By Tommy Rush

Last Saturday afternoon a tragic accident took place on I-65 near Greenville, Alabama. Sadly the accident claimed the lives of ten people, a young father and his baby girl from Tennessee and eight young people returning home from a trip to the beach. The Young People whose ages ranged from five to seventeen, were all residents of the Alabama Sheriff’s Girl’s Ranch. I share this article because the Alabama Sheriff Youth Ranches has been a ministry that my wife and I have been familiar with for many years. The ministry was started by a group of Christian Sheriffs and Business People in the early 70’s and their goal was to provide a good home and a godly environment for neglected and abused children. Many people mistakenly think that the Sheriff Ranches are juvenile detention centers, but that is not the case. I would encourage you to check out their website ( and see how God has used this amazing ministry to touch the lives of more than 5000 children over the past five decades. I wish that I could describe in words the beauty of this awesome ministry and how it has impacted so many young lives with God’s goodness and grace!
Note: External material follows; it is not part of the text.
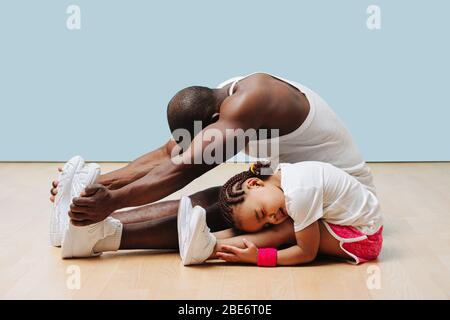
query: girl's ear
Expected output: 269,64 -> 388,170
245,178 -> 264,189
In a social media post this week, Hunter Pearson, a photographer who travels the state taking photographs of Alabama’s natural beauty and it’s historical sites, described his experience after coming up on the accident. His words reminded me of two things that I hope to never forget. Everyday is a gift! I pray for God to give me the wisdom to live each day making this world better rather than wasting time whining and complaining about all that’s wrong in the world. Secondly, I hope to never forget that every person is a precious soul and worth loving in Christ! This week I have been reminded of the thousands of house-parents and volunteers involved in ministries like the Sheriff’s Youth Ranches. They are grieving today, but God bless those who have devoted their lives to loving those who desperately need love!
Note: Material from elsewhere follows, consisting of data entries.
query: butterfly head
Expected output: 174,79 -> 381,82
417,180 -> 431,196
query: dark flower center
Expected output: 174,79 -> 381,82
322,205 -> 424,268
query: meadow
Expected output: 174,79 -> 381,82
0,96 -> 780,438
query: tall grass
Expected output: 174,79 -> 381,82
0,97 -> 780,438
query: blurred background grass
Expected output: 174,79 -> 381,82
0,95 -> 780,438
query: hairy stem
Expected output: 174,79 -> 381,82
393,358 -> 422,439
“Returning home to Huntsville from a week in Gulf Shores with my family, we made it just past Greenville, AL on I-65 North when, without warning, the traffic came to a sudden and screeching halt. Immediately I could see a large plume of black smoke rising from the roadway just around the bend about 3/4 of a mile in front of where we were stopped in the road. We had no idea what had just happened. And it would be hours before we had any clue of the horrific event that transpired almost in front of our own eyes. But slowly and one by one, emergency vehicles made their way ahead of us to the scene. They traveled on the shoulder of the northbound lanes, and they traveled north in the southbound lanes with sirens blaring and lights flashing. All we could do was wait. Bystanders around us walked to the scene to see what happened. They would return and pass along what little information they could gather from those close to the accident site. One hour turned into two. Two hours turned into three. And three hours became four. We walked around our parked cars just to move our legs. I spoke with fellow motorists from Indiana, Tennessee, Ohio, Kentucky, and all parts in between. Then I found myself standing in the middle of the southbound lanes of Interstate 65 with my camera. No cars sped by and no trucks roared past. And without notice, an ambulance appeared on the road leaving the accident scene just up the road from me. This one ambulance was the first of more to come leaving in the same manner. But this time their lights did not flash with bright intensity nor did their sirens scream with loud warnings. And we knew that this could only mean one thing. But standing there in the middle of the interstate it was incredibly quiet and beautiful, almost surreal. Green trees and green grass. And with a horrific event unfolding just up the road and around the bend, Alabama The Beautiful was there with me and all the rest of us. As hard as it was to focus on the beauty and serenity of our surroundings in the face of unimaginable tragedy, sometimes it is all we have left.”